Content is Queen: warum und wie richtig gendern?
14.04.2022
Wie hältst du es mit dem Gendern?
Lehnst du die ganze Debatte ab, nervt sie dich teilweise bis extrem?
Oder findest du sie wichtig?
Bemühst du dich in deinen Texten um genderneutrale Sprache – und fühlst dich manchmal überfordert?
Vielleicht denkst du, dass dein Schreibstil darunter leidet.
Oder dass Gendern so viel bringt wie heimlich einen hässlichen alten BH zu verbrennen.
Vielleicht fragst du dich, was es überhaupt bewirken soll.
Egal, wo du gerade stehst – lass mich dich dort abholen und dir in diesem Artikel näherbringen:
- warum das generische Maskulinum ausgedient hat,
- welche Chancen dagegen das Gendern bietet,
- was für eine Vielfalt an Möglichkeiten du hast, alle Geschlechter anzusprechen –
- und zwar stilvoll, gut lesbar (statt “leser- und leserinnenfreundlich”) und passend zu dir und deiner Zielgruppe!
Warum gendern?
Weil das generische Maskulinum NICHT alle anspricht.

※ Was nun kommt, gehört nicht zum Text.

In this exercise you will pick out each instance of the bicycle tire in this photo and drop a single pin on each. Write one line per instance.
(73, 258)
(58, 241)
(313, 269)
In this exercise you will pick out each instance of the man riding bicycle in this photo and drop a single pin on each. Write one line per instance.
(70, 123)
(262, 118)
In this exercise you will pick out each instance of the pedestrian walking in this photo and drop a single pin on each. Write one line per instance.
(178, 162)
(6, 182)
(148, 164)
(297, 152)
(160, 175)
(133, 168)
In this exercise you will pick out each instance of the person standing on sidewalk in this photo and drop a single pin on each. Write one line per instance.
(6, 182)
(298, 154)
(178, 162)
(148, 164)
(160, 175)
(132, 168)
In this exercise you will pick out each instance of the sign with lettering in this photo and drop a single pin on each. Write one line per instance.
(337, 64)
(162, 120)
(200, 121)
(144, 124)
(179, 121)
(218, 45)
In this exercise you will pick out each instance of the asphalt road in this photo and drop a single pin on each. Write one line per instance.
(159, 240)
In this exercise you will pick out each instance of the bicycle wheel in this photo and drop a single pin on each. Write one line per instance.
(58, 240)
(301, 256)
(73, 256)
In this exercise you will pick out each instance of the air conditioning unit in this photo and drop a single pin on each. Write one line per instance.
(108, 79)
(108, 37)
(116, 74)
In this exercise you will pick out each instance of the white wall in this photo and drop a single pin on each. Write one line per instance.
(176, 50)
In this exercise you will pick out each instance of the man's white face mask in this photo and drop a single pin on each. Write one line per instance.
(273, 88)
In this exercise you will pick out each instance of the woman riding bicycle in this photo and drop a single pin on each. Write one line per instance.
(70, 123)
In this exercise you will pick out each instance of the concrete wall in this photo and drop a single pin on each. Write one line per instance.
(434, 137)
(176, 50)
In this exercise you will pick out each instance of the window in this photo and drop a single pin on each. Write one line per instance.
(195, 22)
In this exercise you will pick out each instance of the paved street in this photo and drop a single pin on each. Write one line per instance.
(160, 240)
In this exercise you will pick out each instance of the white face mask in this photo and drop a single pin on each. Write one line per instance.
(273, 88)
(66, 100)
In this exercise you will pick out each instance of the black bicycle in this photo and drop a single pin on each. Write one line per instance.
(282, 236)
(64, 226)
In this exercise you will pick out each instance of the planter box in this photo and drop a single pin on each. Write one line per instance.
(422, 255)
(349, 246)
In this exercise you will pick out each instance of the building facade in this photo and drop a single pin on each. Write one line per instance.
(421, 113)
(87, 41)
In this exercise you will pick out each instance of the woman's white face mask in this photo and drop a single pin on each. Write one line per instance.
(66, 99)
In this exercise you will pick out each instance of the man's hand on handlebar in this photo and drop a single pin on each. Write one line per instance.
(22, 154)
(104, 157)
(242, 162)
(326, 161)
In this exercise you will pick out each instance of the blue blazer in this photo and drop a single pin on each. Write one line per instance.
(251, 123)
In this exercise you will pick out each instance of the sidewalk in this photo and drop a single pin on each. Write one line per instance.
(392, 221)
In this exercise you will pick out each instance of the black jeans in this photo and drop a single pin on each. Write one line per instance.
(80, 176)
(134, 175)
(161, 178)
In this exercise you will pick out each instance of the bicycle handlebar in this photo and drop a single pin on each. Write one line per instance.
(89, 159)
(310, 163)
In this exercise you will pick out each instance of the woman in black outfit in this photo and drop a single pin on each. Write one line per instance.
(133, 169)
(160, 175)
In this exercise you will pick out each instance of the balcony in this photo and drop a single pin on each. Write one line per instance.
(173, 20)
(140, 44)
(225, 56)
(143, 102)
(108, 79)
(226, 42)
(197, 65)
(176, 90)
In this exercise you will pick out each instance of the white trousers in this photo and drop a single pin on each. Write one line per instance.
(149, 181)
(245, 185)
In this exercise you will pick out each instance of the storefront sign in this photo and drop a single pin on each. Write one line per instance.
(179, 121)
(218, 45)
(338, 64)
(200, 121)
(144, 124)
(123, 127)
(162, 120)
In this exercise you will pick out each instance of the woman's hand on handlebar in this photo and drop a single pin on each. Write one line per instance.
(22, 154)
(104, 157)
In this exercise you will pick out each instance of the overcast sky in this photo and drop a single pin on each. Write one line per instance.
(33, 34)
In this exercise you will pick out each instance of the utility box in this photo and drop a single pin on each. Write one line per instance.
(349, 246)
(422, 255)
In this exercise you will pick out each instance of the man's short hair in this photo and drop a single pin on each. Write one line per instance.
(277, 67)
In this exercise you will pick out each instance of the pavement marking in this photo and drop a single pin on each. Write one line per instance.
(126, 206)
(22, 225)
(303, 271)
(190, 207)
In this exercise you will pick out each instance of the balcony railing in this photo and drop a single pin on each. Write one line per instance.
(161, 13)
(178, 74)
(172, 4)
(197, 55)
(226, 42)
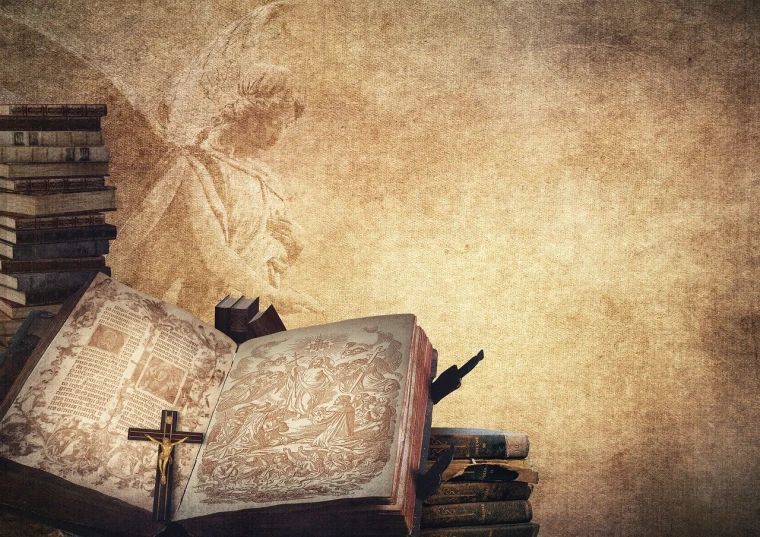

Bei einem Autounfall werden ein fünfjähriger Junge und sein Vater schwer verletzt.
Beide kommen in die Notaufnahme und sollen sofort operiert werden.
Im OP-Saal des kleinen Jungen wartet man ewig auf den Chirurgen.
Als der endlich hereinkommt, sieht er geschockt auf den OP-Tisch und sagt: “Oh Gott, das ist mein Sohn!”
Wait, whaaat?
Nochmal langsam.
Der Vater war auch in den Unfall verwickelt – und wird in einem anderen Saal operiert.
Wie kann der kleine Junge dann der Sohn des Chirurgs sein?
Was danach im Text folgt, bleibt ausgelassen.